In recent months, I have watched the controversy over the Lake County Aquatic Center. In managing a complex system like a swimming pool, a technique known as asset management is a useful method of scheduling maintenance, repair and replacement.

A swimming pool contains multiple systems that contribute to its function. These systems include heating, filtration, disinfection, the structural condition of the pool and the building that houses the pool. Each of the contributing systems has both an initial value and an expected life. Some of the systems last longer than others. In the case of our pool, I will take the liberty to assign some dummy numbers to this situation:

— Heating system: 100 dummy dollars, expected life 25 years.

— Filtration system: 100 dummy dollars, expected life 15 years.

— Disinfection system: 50 dummy dollars, expected life 25 years.

— Pool structure: 500 dummy dollars, expected life 75 years.

— Building: 500 dummy dollars, expected life 100 years

The expected life is the life of the element, after which it is expected to need major rehabilitation or replacement. Each of these expected lifespans can be extended with proper maintenance — that’s how Leadville’s 150-year-old Victorian houses still exist. The pool is being closed after a series of information releases on the condition of the pool — none of which would seemingly justify the abandonment of a facility likely worth $10-15 million.

Let’s presume the root cause of the pool’s closure is in fact a failure in the pool structure system. By closing the pool based on the pool structure system, the county chooses to abandon all the other systems that remain functional. The pool structure is worth 500 dummy dollars — abandon that — but what about the still functional other 750 dummy dollars worth of infrastructure left? Perhaps they’re half worn out; that’s still 375 dummy dollars that the county is throwing away. There are also rumors that the 375 dummy dollars would be backfilled through some sort of grant application for a new facility. In reality, those 375 dummy dollars are millions of real dollars. And the grant money is not a gift from Santa Claus, but millions of real dollars either taxed or borrowed from the state or federal government.

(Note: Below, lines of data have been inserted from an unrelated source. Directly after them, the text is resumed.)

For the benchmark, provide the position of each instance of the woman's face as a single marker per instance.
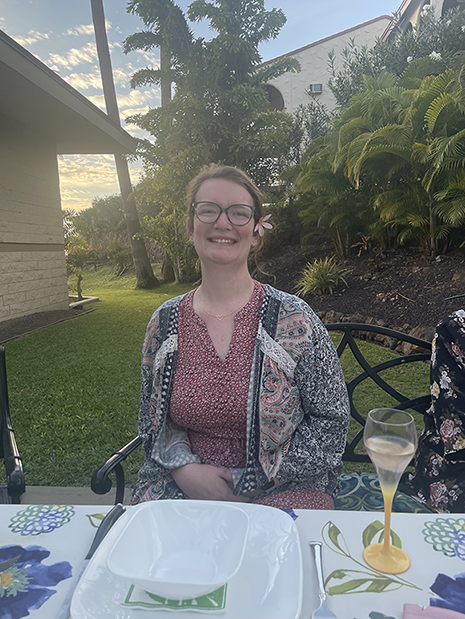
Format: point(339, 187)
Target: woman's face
point(222, 242)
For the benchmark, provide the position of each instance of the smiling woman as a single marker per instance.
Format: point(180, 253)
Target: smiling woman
point(243, 397)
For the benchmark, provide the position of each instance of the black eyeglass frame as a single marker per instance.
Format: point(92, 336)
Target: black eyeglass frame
point(223, 210)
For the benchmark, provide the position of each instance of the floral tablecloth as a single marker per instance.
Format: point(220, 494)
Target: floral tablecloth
point(41, 546)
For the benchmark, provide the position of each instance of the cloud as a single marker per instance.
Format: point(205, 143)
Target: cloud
point(136, 98)
point(73, 58)
point(84, 81)
point(87, 81)
point(86, 29)
point(84, 177)
point(150, 58)
point(135, 110)
point(32, 37)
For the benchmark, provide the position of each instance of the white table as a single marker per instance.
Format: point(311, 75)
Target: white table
point(435, 543)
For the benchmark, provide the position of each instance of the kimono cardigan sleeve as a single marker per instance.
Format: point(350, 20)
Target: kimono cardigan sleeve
point(165, 444)
point(314, 455)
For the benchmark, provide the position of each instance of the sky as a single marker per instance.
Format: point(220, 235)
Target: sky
point(60, 34)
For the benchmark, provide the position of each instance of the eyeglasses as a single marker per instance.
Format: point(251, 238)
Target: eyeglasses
point(209, 212)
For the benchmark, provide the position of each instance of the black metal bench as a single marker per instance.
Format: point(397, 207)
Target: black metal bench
point(101, 482)
point(15, 485)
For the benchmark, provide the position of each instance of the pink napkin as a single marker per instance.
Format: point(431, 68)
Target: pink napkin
point(413, 611)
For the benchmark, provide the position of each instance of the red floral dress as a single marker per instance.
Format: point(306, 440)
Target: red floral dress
point(209, 396)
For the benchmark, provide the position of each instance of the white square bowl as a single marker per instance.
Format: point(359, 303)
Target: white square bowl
point(180, 549)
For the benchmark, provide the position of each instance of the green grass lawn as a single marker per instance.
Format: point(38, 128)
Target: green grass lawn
point(411, 380)
point(74, 386)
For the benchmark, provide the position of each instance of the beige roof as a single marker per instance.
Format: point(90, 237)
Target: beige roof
point(38, 98)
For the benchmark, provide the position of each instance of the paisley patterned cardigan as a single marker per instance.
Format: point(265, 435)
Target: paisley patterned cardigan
point(297, 405)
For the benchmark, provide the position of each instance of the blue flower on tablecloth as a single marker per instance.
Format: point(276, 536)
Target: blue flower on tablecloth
point(36, 519)
point(291, 513)
point(447, 535)
point(451, 591)
point(25, 581)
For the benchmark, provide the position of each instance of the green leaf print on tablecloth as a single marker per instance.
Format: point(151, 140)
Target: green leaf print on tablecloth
point(344, 581)
point(138, 598)
point(37, 519)
point(446, 535)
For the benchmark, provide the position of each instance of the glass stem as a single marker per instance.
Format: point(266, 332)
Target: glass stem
point(387, 521)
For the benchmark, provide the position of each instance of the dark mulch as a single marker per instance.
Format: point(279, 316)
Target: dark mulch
point(18, 327)
point(402, 287)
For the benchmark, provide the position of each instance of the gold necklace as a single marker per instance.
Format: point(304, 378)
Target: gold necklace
point(221, 316)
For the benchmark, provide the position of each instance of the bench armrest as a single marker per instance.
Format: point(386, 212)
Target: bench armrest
point(101, 482)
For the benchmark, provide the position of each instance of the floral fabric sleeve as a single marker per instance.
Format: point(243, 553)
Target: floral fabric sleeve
point(439, 479)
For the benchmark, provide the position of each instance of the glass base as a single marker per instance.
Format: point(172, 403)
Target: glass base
point(392, 561)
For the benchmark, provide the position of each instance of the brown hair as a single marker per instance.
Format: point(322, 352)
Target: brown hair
point(228, 173)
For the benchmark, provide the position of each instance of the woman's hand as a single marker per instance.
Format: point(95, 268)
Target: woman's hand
point(206, 482)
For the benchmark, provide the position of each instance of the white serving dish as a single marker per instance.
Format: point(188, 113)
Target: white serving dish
point(180, 549)
point(268, 584)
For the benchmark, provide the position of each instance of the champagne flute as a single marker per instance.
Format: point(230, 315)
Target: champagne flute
point(390, 439)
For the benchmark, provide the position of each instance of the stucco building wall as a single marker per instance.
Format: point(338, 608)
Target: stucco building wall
point(32, 265)
point(313, 61)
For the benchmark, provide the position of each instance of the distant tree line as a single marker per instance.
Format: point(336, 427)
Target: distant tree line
point(386, 166)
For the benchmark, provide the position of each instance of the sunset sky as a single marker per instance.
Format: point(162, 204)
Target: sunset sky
point(60, 34)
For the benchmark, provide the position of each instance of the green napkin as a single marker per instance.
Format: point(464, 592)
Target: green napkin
point(138, 598)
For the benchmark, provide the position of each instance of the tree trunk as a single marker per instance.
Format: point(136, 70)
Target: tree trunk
point(167, 269)
point(432, 230)
point(144, 273)
point(165, 85)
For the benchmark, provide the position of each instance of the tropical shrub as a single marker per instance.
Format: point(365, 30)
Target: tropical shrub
point(321, 276)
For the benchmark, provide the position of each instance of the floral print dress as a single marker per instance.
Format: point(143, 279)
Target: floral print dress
point(439, 479)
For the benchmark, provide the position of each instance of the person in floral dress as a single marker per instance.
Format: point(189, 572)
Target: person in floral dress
point(243, 397)
point(439, 479)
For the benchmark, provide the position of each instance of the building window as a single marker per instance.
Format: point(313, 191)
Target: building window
point(449, 4)
point(275, 99)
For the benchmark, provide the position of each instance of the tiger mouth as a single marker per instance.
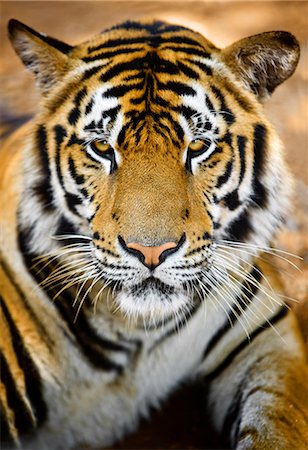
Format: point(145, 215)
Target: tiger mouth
point(152, 284)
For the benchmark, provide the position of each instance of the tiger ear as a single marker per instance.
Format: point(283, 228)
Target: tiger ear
point(263, 61)
point(45, 56)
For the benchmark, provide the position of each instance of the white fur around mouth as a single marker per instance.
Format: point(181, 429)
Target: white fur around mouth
point(152, 304)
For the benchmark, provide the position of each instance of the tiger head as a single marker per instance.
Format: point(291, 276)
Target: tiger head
point(151, 143)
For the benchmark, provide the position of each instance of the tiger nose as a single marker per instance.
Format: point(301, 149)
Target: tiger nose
point(152, 256)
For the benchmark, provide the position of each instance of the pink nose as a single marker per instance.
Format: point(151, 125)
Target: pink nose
point(151, 254)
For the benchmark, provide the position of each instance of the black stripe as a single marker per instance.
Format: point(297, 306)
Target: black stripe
point(225, 177)
point(204, 67)
point(121, 42)
point(79, 179)
point(60, 134)
point(241, 303)
point(23, 419)
point(225, 112)
point(5, 434)
point(43, 189)
point(177, 87)
point(241, 144)
point(32, 377)
point(122, 89)
point(120, 68)
point(90, 72)
point(112, 53)
point(38, 323)
point(188, 50)
point(232, 201)
point(74, 115)
point(188, 71)
point(232, 420)
point(229, 359)
point(240, 228)
point(72, 200)
point(92, 346)
point(259, 196)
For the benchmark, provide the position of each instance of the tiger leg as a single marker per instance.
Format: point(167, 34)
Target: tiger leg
point(259, 398)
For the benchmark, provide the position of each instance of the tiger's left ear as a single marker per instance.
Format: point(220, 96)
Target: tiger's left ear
point(45, 56)
point(263, 61)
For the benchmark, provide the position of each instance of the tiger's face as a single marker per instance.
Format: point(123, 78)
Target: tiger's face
point(158, 149)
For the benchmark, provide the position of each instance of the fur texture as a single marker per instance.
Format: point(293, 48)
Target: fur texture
point(148, 136)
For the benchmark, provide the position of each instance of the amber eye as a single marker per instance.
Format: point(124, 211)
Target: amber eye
point(196, 148)
point(100, 147)
point(199, 145)
point(102, 150)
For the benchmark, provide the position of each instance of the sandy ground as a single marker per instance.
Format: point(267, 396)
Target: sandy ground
point(181, 423)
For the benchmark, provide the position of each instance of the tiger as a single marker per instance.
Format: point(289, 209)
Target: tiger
point(138, 211)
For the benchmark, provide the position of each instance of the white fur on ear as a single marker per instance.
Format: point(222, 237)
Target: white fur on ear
point(46, 57)
point(263, 61)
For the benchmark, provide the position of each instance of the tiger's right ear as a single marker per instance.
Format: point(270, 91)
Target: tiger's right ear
point(45, 56)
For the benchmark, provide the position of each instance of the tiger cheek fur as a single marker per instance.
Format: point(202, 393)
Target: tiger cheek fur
point(137, 210)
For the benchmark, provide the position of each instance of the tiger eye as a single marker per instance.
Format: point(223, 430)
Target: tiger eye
point(100, 146)
point(198, 145)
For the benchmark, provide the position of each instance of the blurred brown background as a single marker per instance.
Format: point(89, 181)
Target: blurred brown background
point(181, 424)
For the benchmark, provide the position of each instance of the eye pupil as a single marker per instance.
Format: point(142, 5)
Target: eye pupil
point(100, 147)
point(198, 145)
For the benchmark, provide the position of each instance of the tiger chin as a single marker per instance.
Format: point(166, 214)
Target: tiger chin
point(137, 211)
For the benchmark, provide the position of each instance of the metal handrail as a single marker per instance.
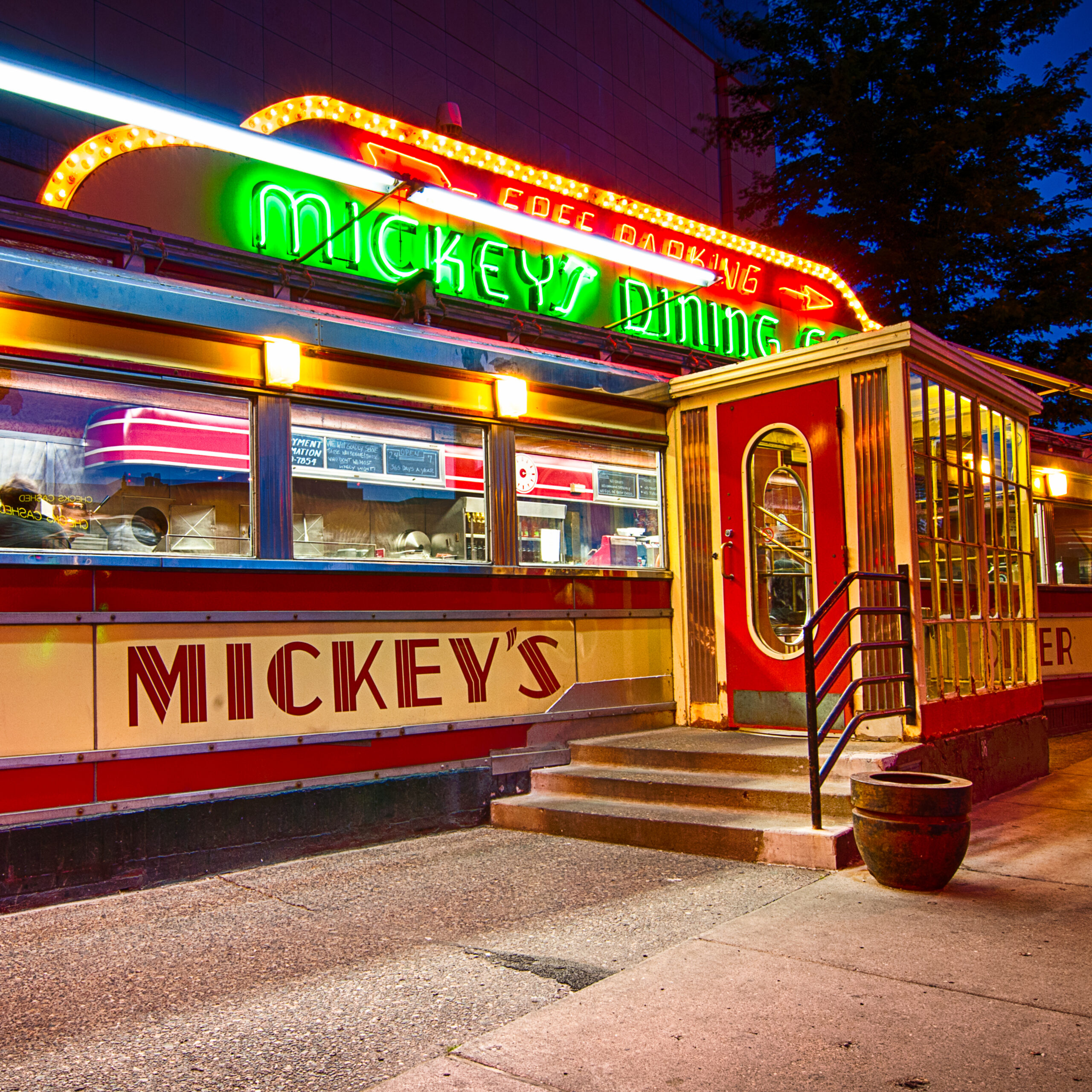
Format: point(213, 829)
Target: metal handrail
point(813, 656)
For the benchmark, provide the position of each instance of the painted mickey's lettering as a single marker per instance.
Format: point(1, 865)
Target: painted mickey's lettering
point(420, 681)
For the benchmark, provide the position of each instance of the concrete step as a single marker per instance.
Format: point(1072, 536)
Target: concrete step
point(770, 837)
point(708, 749)
point(734, 792)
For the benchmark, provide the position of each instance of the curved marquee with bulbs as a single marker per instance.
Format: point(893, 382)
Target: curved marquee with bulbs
point(488, 227)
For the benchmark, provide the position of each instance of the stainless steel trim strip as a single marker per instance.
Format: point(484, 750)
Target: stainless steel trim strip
point(698, 551)
point(73, 758)
point(188, 617)
point(145, 803)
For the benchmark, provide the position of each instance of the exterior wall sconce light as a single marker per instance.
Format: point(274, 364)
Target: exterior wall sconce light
point(511, 396)
point(1057, 484)
point(282, 363)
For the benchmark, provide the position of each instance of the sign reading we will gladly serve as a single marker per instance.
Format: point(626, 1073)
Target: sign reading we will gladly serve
point(484, 227)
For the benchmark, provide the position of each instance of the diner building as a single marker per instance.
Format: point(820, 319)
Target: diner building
point(352, 471)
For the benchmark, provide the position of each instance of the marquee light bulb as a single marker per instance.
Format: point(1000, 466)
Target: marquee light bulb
point(282, 363)
point(511, 396)
point(1057, 484)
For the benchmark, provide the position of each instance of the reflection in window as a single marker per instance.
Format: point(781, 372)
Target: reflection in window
point(371, 488)
point(780, 531)
point(99, 467)
point(587, 504)
point(1073, 543)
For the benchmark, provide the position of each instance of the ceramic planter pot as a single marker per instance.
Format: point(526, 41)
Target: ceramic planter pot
point(912, 829)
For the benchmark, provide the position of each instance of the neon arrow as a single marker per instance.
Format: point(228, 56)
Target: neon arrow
point(810, 301)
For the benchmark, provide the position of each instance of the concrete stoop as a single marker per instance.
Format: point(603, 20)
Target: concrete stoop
point(723, 794)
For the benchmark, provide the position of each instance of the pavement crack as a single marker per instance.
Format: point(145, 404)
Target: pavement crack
point(892, 978)
point(505, 1073)
point(1018, 876)
point(568, 972)
point(268, 895)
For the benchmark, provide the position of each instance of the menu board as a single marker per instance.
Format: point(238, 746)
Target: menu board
point(413, 462)
point(616, 484)
point(306, 450)
point(360, 457)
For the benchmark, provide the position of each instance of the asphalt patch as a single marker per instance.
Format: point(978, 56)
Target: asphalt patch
point(568, 972)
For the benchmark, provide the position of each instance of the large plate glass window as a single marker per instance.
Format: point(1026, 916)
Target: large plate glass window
point(974, 542)
point(586, 502)
point(376, 488)
point(112, 468)
point(780, 532)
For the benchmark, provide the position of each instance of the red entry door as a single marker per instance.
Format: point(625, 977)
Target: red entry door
point(784, 535)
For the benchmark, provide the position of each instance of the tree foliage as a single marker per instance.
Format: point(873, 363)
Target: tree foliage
point(915, 161)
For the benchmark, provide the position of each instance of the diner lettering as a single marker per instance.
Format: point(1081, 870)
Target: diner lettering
point(420, 680)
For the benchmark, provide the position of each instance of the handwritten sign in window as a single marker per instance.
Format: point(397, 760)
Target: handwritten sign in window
point(306, 450)
point(358, 457)
point(622, 484)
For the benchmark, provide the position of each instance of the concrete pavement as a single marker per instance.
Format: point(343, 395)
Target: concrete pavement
point(843, 984)
point(334, 972)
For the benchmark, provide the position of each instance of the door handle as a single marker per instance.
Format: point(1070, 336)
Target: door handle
point(728, 560)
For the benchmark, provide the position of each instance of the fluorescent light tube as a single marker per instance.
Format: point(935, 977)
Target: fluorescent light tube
point(127, 110)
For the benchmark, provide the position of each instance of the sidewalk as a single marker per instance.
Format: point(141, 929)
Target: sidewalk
point(843, 984)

The pool was built in 1975 after the citizens of Lake County voted to tax themselves to build the facility. It was not built with grants from the state, or the feds, but rather by hardworking people who largely worked to mine molybdenum out of the ground. We owe it to their memory, and to the few that are still around Leadville, to properly maintain and operate the facility.

The pool audit and the tsunami of information generated by county staff all point to repair and rehabilitation costs in the neighborhood of 3-4 million dollars spread out over a decade. Yet faced with this, county staff chose to shutter and bulldoze a facility worth four or five times that. The saddest part is that the 2020 audit document is a fine example of asset management strategy, complete with concrete recommendations to bring the pool back to life, yet it is being improperly used to justify the unjustifiable.

I regularly swim in a pool in Lakewood that was built in 1960. At Colorado State University, the Glenn Morris Fieldhouse holds a pool that was built in 1924. Both are in wonderful condition. To suggest ours is depreciated out and ready for the boneyard or to use it as a chip in some sort of grant writing poker game is a multi-million dollar scandal that the Lake County taxpayers, both resident and non-resident, should not tolerate.